Many of these works passed through several editions. A collection of them, in 15 volumes, was published in Thomas Hodgson's Parlour Library, 1857. Marsh wrote also The Protestant Reformation in France and the Huguenots (1847), and a translation of the Song of Roland, as chanted before the Battle of Hastings by the minstrel Taillefer (1854).

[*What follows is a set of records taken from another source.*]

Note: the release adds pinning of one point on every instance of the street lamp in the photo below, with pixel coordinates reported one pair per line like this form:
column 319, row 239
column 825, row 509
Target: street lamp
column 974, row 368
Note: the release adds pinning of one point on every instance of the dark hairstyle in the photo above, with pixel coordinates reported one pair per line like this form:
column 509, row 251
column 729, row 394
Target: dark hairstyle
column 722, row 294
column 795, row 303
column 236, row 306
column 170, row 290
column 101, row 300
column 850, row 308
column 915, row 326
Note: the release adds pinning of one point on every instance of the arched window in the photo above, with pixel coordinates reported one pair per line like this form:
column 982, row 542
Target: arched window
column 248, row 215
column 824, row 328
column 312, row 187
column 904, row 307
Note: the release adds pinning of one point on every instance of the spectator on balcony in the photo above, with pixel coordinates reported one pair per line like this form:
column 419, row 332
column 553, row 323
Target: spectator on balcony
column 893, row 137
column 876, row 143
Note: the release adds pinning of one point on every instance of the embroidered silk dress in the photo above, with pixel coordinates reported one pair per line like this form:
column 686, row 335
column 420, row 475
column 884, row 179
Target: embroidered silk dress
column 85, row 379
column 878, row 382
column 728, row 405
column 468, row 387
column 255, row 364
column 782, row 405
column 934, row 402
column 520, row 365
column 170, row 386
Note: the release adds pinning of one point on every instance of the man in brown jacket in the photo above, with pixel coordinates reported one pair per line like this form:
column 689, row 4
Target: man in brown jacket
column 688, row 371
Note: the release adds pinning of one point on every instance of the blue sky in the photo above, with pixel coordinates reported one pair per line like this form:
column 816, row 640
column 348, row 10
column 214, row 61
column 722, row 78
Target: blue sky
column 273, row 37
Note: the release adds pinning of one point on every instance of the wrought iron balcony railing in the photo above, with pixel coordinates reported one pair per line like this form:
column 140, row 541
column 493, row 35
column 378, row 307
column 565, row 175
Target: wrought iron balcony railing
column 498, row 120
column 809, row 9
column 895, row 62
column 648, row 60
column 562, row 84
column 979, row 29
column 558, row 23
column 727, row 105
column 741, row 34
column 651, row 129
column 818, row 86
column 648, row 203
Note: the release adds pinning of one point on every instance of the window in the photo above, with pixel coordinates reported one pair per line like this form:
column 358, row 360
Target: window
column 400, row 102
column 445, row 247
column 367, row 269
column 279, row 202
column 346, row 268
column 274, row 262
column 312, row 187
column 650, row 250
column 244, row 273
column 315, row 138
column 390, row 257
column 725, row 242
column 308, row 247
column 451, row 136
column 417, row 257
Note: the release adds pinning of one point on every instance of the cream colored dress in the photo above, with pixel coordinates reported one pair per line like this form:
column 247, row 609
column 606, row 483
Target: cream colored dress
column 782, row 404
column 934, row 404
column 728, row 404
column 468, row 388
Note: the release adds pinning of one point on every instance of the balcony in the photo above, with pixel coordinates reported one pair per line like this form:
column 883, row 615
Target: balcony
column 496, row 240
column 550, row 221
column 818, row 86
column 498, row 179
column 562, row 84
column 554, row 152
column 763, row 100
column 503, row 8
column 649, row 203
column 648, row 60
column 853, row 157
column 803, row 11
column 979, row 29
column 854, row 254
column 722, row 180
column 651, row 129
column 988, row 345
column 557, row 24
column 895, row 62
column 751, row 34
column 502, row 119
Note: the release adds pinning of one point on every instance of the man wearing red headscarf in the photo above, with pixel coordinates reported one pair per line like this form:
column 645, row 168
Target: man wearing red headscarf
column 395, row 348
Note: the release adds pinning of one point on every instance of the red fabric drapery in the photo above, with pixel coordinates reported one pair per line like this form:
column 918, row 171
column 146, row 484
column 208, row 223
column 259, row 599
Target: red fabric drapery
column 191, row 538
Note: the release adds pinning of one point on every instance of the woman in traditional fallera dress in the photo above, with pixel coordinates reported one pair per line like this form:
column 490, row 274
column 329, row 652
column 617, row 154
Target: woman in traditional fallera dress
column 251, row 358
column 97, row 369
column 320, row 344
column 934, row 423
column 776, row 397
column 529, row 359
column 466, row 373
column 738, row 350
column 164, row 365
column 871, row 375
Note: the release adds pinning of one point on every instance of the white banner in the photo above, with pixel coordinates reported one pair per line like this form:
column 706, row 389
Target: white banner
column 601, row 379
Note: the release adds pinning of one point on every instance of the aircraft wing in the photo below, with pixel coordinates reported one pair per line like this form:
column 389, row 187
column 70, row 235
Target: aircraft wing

Marsh has been wrongly credited with novels written by Julia Cecilia Stretton (1812–1878), such as Margaret and her Bridesmaids.

==Family==
Her husband Arthur Cuthbert Marsh (died 23 December 1849) was son of William Marsh, senior and sleeping partner in the London banking firm of Marsh, Stacey, & Graham; the bank was ruined in 1824 by Henry Fauntleroy, a junior partner. There were eight children of the marriage, two sons and six daughters. The sons were:

- Arthur, born 1824, died young.
- Martin William James, died 1846 in Athens at age 20.

The daughters were:

- Eliza Louisa
- Frances Mary, married 1846 to Richard Crofton of the Royal Artillery
- Georgina Amelia
- Rosamond Jane
- Mary Emma, married 1853 to Leopold George Heath R.N.
- Hannah Adelaide (died 1859), married 1853 to the Rev. Edward Henry Loring.